Case study

AegisFlow: multi-agent operational decision simulation

A June 2026 project that models operational decision workflows with specialist agents, critic review, deterministic state mutation, and audit trails.

Context

AegisFlow explores a harder applied-AI problem than a single assistant response: coordinating multiple role-specific agents in operational workflows where state, safety, and auditability matter.

Problem

Operational decision simulations need role separation, conflict resolution, and traceable state changes. A useful system has to show how a recommendation was proposed, reviewed, resolved, and committed.

My role

I built the FastAPI backend, Next.js dashboard, orchestration and evaluation packages, shared schemas, deterministic state engine, model modes, Docker setup, and initial tests.

Constraints

The system had to remain usable without live model credentials, keep state transitions deterministic, and represent several domains without claiming real-world operational or clinical validation.

Architecture

The repo uses a FastAPI backend for session lifecycle and orchestration routing, a Next.js dashboard, shared Pydantic models, an orchestration package, an evaluation package, and a deterministic state engine.

Workflow graph

Each simulation cycle runs through context preparation, parallel specialist proposals, critic review, consensus resolution, state mutation, and commit logging. The implementation records execution steps and appends events to the session trail.

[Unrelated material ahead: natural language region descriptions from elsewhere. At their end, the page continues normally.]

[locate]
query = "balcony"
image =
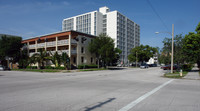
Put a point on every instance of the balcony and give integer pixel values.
(41, 45)
(67, 51)
(53, 44)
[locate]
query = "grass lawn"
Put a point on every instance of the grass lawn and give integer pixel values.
(175, 75)
(38, 70)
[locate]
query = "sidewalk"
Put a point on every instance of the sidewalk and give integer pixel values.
(193, 74)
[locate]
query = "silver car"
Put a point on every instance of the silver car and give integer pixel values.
(1, 68)
(143, 66)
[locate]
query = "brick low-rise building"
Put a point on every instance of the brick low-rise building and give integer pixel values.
(74, 43)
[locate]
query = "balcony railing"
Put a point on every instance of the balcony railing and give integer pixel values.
(67, 51)
(53, 44)
(32, 46)
(50, 44)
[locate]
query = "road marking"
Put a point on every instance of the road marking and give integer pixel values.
(133, 103)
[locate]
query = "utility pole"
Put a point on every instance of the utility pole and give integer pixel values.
(172, 55)
(136, 59)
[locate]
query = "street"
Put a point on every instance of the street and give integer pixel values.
(130, 89)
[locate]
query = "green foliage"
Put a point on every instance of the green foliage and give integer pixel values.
(40, 58)
(198, 28)
(86, 66)
(103, 47)
(10, 46)
(191, 47)
(187, 67)
(60, 68)
(49, 67)
(31, 67)
(142, 53)
(55, 59)
(64, 58)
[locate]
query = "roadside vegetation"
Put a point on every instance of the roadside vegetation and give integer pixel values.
(176, 74)
(38, 70)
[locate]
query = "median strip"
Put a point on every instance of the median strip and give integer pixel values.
(133, 103)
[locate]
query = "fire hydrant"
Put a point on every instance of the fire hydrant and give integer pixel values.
(181, 73)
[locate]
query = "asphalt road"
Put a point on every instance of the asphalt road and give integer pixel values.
(111, 90)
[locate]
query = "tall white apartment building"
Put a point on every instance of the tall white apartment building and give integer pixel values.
(124, 31)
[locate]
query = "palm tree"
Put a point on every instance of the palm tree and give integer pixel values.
(40, 58)
(55, 59)
(64, 59)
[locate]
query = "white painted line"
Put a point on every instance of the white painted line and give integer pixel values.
(133, 103)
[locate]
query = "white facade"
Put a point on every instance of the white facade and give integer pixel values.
(124, 31)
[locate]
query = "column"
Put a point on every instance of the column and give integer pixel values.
(28, 48)
(70, 50)
(56, 43)
(77, 53)
(36, 46)
(45, 45)
(70, 46)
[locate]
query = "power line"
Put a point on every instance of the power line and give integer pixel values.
(157, 15)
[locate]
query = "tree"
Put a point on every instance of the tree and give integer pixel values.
(103, 47)
(64, 59)
(191, 47)
(55, 59)
(40, 58)
(10, 47)
(142, 53)
(179, 57)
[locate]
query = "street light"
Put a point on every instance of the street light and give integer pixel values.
(172, 55)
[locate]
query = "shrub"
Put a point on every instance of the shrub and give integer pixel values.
(31, 67)
(49, 67)
(86, 66)
(186, 67)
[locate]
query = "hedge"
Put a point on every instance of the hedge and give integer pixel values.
(86, 66)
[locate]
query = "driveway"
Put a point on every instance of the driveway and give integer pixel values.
(131, 89)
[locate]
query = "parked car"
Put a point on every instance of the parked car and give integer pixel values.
(168, 67)
(119, 65)
(143, 66)
(4, 68)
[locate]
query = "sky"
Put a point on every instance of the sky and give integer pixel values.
(30, 18)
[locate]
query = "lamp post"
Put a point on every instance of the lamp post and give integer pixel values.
(172, 53)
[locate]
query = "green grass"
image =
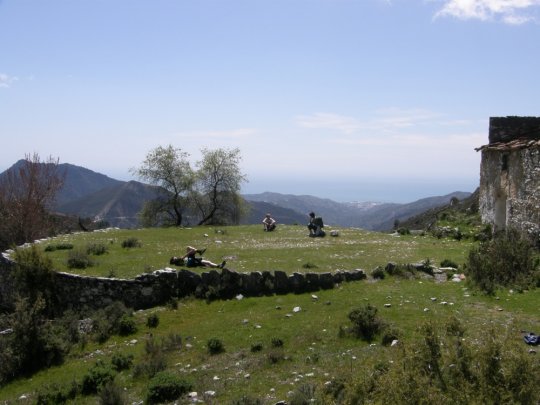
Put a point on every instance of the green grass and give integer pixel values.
(313, 353)
(248, 248)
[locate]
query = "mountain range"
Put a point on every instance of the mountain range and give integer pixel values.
(88, 194)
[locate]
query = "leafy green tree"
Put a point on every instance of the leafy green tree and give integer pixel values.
(216, 197)
(169, 168)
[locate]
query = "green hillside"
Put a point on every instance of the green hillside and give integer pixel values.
(296, 348)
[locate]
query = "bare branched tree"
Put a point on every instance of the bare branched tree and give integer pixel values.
(217, 188)
(168, 168)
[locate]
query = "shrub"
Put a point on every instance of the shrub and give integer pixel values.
(275, 356)
(153, 361)
(34, 343)
(108, 320)
(256, 347)
(165, 387)
(96, 377)
(59, 246)
(111, 394)
(53, 394)
(245, 400)
(131, 243)
(404, 231)
(378, 273)
(447, 369)
(449, 263)
(121, 361)
(152, 321)
(215, 346)
(34, 276)
(365, 322)
(277, 342)
(303, 395)
(389, 334)
(96, 249)
(78, 259)
(171, 342)
(506, 260)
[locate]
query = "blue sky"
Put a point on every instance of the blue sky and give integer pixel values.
(343, 99)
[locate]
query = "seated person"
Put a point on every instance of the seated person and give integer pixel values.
(315, 225)
(269, 223)
(192, 261)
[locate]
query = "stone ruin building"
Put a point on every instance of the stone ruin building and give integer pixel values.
(510, 175)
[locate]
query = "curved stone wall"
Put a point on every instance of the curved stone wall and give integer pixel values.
(161, 286)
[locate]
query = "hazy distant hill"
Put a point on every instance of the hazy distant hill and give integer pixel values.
(118, 205)
(258, 209)
(374, 216)
(89, 194)
(80, 182)
(427, 218)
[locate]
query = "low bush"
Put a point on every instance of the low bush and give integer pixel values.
(122, 361)
(113, 319)
(389, 334)
(96, 249)
(97, 376)
(34, 343)
(449, 263)
(365, 322)
(245, 400)
(111, 394)
(152, 321)
(215, 346)
(153, 361)
(446, 368)
(256, 347)
(53, 394)
(127, 325)
(165, 387)
(508, 260)
(378, 273)
(58, 246)
(131, 243)
(277, 342)
(79, 259)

Safety and fallback behavior

The critic layer assigns confidence and safety flags before the resolved command is applied. Without a Gemini key, the system runs sandbox responses rather than pretending live model calls succeeded.

Important decisions

I separated probabilistic proposals from deterministic state mutation, used shared typed schemas across service boundaries, and made sandbox execution an explicit mode rather than a silent fallback.

Tradeoffs

A rule-based commit layer limits agent autonomy, but it makes simulations reproducible and reviewable. Supporting three domains demonstrates reuse while increasing the testing surface for domain-specific rules.

Testing evidence

The repository includes unit coverage for state transitions and confidence scoring, including improved, worsened, and safety-flagged decision paths.

Outcome

AegisFlow is the strongest current evidence of my positioning: full-stack applied AI work where orchestration, explicit state changes, safety review, and audit trails are treated as product requirements.

Current limitations

The project is a production-oriented simulation, not a validated operational system. Route-level API coverage, stable portfolio screenshots, and clearer live-versus-sandbox comparison remain unfinished.

What I would improve next

The next work is validation, screenshots, and deeper tests.

Add screenshots from the live dashboard into the portfolio once stable sample states are selected.
Add route-level API tests around session lifecycle and orchestration endpoints.
Expose clearer comparison between live Gemini execution and sandbox fallback behavior in the UI.